As is always the case this season, if the Buckeyes are going to get the opposing defense to back off of the line of scrimmage, they are going to have to figure out how to complete some passes. A second game with receiver Devier Posey back in the lineup will help do that, but don't expect Ohio State to simply try and sling it around.
Posey is better than both of the cornerbacks who will be defending him, but it won't matter if the throws aren't on target. It also won't matter how open the other receivers are if they don't come down with the accurate passes. Miller is not always accurate, but when he is, he absolutely needs his receivers to help him out. They are letting him down way too often this season. If the Buckeyes are going to pull off the upset in Ann Arbor, they simply can't have drops.
Ohio State was in a field position disadvantage all game long against Penn State last week, and they need their special teams to step up in this game and keep that from happening again. The return game for the Buckeyes has been very quiet over the last few weeks, however.
Drew Basil has made 13-16 field goals this year and the only extra point he has missed this season came on the blocked attempt that sent the Purdue game into overtime.
Much of this game will hang on punter Ben Buchanan's right foot. He has the ability to pin the Wolverines deep in their territory, and with Michigan's propensity to turn the ball over, something as simple as a punt could lead to a game-changing play.
How It Will End Up
The game will come down to three things: 1) Ohio State's tackling; 2) Michigan's run defense; and 3) turnovers.
The Buckeyes have shown that they are not a great tackling team, and it's hard to imagine that they will suddenly become one in the last game of the season, especially if they are without leading tackler Andrew Sweat.
If Ohio State isn't tackling, they will need to be able to run the ball regardless of how well they are throwing it. If they can run the ball, they can control the clock and negate the tackling issues.
Whomever wins the turnover battle will likely win. It's not an earth-shattering analysis, but shortened fields, or blown opportunities deep in opposing territory, will be tough to overcome. Nothing can be wasted in this game, especially scoring opportunities.

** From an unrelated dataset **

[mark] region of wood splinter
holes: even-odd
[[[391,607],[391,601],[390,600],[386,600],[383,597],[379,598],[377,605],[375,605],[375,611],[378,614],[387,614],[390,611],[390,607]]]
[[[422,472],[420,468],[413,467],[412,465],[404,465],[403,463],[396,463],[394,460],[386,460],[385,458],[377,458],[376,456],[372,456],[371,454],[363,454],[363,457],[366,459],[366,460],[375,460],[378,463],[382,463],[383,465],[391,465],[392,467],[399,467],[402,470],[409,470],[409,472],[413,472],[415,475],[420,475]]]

Both Braxton Miller and Denard Robinson are going to carry the ball a lot. Ohio State has to keep Robinson from breaking a long one, which he hasn't done at all during the conference season. His long carry of the Big Ten season is just 28 yards. Miller has four carries longer than that during Big Ten play.
Herron will struggle to run the ball, which means Miller will have to carry the offense on both the ground and in the air. The Michigan defense will be after him relentlessly with a variety of blitzes—a few of which they haven't even shown yet. Miller must not turn the ball over. A sack is preferable to an interception.
The Michigan running game will have success with Toussaint gaining large chunks of yards throughout the game, but he will also be stifled quite a bit. The Wolverines will capitalize on the field position that he gives them, however.
Robinson will have at least one 40-yard carry in this game, which will be a momentum changer.
The Buckeyes will open the game strong as they play for their departing head coach Luke Fickell, but emotion will only last so long. Eventually plays will have to be made, and the Wolverines will simply make more.